4. Hukum-hukum Terkait

a. Orang yang dikirimi uang adalah orang yang mampu untuk memenuhi janji untuk menerima pengiriman uang lewat cara hawaalah. Sebab, sabda Rasulullah, “Jika salah satu dari kalian dialihkan utangnya kepada orang yang kaya” *) “maka terimalah.’

*) Merupakan mafhum syarth. Jika dialihkan kepada yang tidak kaya, maka tidak harus mengikutinya. Sebab, tidak ada gunanya mengikuti seorang yang fakir dalam pengalihan, karena tidak akan dapat apapun.

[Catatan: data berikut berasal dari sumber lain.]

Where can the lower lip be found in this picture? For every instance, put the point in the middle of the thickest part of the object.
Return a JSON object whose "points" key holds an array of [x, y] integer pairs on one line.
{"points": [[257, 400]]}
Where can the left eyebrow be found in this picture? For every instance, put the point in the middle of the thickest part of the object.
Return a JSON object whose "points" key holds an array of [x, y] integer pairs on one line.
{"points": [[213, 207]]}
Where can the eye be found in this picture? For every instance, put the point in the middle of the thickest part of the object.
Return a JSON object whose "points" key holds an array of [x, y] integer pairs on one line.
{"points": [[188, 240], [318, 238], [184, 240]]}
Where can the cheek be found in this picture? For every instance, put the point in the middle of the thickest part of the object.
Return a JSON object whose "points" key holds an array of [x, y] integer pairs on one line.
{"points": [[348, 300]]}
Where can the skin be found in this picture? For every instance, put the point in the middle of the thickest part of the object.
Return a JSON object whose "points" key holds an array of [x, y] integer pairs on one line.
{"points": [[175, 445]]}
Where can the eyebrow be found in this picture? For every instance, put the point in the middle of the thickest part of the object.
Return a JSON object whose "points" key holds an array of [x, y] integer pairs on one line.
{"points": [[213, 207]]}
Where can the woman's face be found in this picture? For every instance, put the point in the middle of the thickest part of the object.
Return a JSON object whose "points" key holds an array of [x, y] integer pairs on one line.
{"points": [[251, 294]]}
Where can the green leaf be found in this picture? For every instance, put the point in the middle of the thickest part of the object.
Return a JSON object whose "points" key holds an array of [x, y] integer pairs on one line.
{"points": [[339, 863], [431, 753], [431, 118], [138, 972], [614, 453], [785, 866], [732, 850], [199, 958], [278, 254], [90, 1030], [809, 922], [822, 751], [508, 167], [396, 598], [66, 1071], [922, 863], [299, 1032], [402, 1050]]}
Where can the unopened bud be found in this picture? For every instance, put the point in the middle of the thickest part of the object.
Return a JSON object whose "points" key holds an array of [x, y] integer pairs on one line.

b. Jika dialihkan maka pastikan bahwa orang itu telah bangkrut, sudah wafat atau hilang yang menurut perhitungan manusia amat sulit dia melunasi utang. Maka kewajiban pelunasan utang dialihkan kepada orang yang berutang padanya (orang yang bangkrut, wafat atau hilang itu).

c. Seorang laki laki (A) mengalihkan utangnya kepada orang yang lain (B). Sementara si B mengalihkan utangnya kepada si C. Maka hawalah dalam kondisi ini tetap boleh, berulang kalinya/berpindahnya orang yang menerima kiriman uang tidak menjadi masalah, selama syarat-syaratnya terpenuhi.

•┈┈┈┈┈┈•❀❁✿❁❀•┈┈┈┈┈•

اللَّهُمَّ إِنِّي أَعُوذُ بِكَ أَنْ أُشْرِكَ بِكَ وَأَنَا أَعْلَمُ ، وَأَسْتَغْفِرُكَ لِمَا لا أَعْلَمُ

“Ya Allah, aku meminta pada-Mu agar dilindungi dari perbuatan syirik yang kuketahui dan aku memohon ampun pada-Mu dari dosa syirik yang tidak kuketahui”.